The glinting silver off the Titanic Quarters, the sweeping green of Cave Hill, the bouncing yellow of the Harland & Wolff cranes steadily roll onto the screen, like a high budget Northern Irish tourist board ad. Suddenly we are confronted with a black and white 1969. In some ways, it’s an audacious storytelling move, switching from the colourful, quiet and observational to the stark, loud perspective of a young boy. And yet it is what we have come to expect from the brash tone and unwieldy earnestness of Kenneth Branagh’s filmography. 

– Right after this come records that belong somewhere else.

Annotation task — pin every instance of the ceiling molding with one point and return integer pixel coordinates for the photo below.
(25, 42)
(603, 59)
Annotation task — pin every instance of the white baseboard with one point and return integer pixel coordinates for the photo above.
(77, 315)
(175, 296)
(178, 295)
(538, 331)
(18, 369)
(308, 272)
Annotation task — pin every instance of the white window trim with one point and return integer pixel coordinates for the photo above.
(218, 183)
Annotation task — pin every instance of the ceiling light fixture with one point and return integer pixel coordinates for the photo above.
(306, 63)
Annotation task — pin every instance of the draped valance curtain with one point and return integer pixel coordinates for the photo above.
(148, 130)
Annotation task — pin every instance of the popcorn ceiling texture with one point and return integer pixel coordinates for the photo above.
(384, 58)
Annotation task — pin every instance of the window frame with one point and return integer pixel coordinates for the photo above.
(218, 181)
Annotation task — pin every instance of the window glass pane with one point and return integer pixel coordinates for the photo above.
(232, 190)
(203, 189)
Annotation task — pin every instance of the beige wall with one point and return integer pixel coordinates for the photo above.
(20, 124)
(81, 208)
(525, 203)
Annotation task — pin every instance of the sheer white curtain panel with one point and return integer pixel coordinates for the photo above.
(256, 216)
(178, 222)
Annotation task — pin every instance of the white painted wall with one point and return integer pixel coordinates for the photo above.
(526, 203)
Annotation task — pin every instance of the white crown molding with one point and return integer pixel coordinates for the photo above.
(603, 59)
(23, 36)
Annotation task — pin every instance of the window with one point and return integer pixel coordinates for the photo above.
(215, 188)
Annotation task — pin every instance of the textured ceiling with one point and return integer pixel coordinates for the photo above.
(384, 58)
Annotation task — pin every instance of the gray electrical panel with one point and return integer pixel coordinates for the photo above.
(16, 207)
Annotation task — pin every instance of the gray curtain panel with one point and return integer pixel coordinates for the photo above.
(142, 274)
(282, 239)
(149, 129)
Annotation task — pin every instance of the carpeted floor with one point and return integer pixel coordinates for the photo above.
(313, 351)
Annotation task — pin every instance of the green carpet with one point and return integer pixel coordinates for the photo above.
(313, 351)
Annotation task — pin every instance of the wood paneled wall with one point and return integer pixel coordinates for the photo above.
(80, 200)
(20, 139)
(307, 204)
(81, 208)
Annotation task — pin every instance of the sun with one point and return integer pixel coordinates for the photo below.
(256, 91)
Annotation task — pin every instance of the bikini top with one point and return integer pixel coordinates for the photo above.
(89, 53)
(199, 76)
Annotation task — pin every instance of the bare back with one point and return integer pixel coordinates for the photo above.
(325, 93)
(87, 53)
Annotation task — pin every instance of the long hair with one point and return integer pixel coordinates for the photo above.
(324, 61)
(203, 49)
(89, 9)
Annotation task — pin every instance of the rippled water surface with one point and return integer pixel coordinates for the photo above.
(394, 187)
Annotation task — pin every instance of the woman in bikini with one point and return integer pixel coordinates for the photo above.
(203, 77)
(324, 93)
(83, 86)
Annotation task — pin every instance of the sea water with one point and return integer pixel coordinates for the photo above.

Belfast is a deeply personal story, clearly traced from the shadows of Branagh’s own childhood. Everything feels sweeping and dramatic, big in the way the world can feel when you are constantly peering up. Unfortunately, this wide-eyed childishness means painting the finest nuances in this long civil war with broad strokes. Even the vernacular feels flat and performative, designed to be heard by an English audience rather than understood by a Northern Irish one. 

Caitriona Balfe shines with a winning sincerity while Jamie Dornan is tasked with the unenviable task of being the comparably staunch sounding board for the hoard of child actors. Indeed, every adult is reserved in light of the frequently over-directed Jude Hill. 

Living in Belfast in the 60’s meant that identity, family, heritage and politics were unforgivingly enmeshed, bolted together. Belfast only succeeds as a depoliticised family drama, an insular look at familiar dynamics. In its best moments it embraces the security and pain found in intergenerational love, with Judi Dench and Ciarán Hinds playing the archetypal curmudgeonly Irish grandparents. 

If Belfast were a film about any other time or any other place, its sweetness could be enough to buoy this exercise in cinematic remembering, unfortunately it flattens this moment in history into a directorial nostalgia trip.



CAST: Jamie Dornan, Caitriona Balfe, Judi Dench, Ciarán Hinds, Jude Hill

DIRECTOR: Kenneth Branagh

WRITER: Kenneth Branagh

SYNOPSIS: A young boy grows up in a politically turbulent 1960’s Belfast.